For a culture of quality to exist, quality must be everyone’s responsibility. Building that kind of accountability across multiple departments takes consistency, common language, and shared objectives for quality at all layers of the organization. One way to achieve this is by opening all meetings with a quality focused narrative. For example: Begin dept meetings (including finance, IT, and marketing) with a review of top patient outcomes, results of current performance improvement projects, and established quality metrics.

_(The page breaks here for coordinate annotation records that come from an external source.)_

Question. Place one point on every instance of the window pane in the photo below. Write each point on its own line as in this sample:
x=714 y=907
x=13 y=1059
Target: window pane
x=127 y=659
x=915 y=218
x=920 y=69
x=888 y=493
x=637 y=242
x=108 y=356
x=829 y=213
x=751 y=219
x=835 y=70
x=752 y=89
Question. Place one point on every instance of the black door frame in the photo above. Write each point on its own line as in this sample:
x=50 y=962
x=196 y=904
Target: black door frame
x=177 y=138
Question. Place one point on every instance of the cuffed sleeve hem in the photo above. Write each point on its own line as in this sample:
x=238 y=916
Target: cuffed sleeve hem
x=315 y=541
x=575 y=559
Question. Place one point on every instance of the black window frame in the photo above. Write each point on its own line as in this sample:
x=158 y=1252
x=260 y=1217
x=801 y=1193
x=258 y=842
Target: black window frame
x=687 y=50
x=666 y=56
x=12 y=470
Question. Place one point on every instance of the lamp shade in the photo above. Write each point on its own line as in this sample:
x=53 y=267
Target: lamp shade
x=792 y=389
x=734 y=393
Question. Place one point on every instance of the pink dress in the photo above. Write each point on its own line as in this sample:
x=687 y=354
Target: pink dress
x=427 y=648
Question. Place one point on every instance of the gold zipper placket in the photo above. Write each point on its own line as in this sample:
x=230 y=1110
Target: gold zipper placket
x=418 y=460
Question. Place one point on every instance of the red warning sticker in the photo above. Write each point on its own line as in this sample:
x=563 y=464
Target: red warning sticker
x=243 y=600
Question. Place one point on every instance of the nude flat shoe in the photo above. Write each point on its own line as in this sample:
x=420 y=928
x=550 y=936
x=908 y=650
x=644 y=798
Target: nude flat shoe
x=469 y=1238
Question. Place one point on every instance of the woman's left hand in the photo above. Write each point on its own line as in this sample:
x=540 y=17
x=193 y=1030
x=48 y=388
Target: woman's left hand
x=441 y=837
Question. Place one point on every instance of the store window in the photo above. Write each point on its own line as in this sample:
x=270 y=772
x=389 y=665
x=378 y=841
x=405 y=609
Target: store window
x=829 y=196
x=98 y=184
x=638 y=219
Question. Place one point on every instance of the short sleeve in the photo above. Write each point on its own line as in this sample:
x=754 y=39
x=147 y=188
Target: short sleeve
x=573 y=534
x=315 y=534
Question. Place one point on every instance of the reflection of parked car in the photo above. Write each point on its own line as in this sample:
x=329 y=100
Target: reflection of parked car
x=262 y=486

Of course, celebrating good outcomes, best practices, and sustained improvement are a must to cement your culture of quality among employees and leaders. Using a common terminology and setting expectations for your team’s priorities can help each department reframe their work and objectives in the context of quality which further contributes to the culture and demonstrates that everyone has a role in producing quality outcomes.
Lastly, for the quality culture to span the entire organization, leaders must create an environment that empowers personal accountability and responsibility. Every quality action workgroup should include the right people who together have the information, authority and support to perform an honest gap analysis between the ideal outcome and what actually happens. This robust, multi-department, multi-level gap analysis is the key to future solutions that will consistently move the organization towards excellence.
The powerful science of continuous improvement relies on an integrated approach of leadership, transparent communication using common language about quality, continuous monitoring, standardized processes, and managers who can model and mentor a commitment to change that engages everyone on the team and fosters individual accountability.
In closing, the following quote, attributed both to John Ruskin and to William Foster, emphasizes the ongoing individual work required to produce a culture of quality:
"Quality is never an accident; it is always the result of high intention, sincere effort, intelligent direction and skillful execution; it represents the wise choice of many alternatives."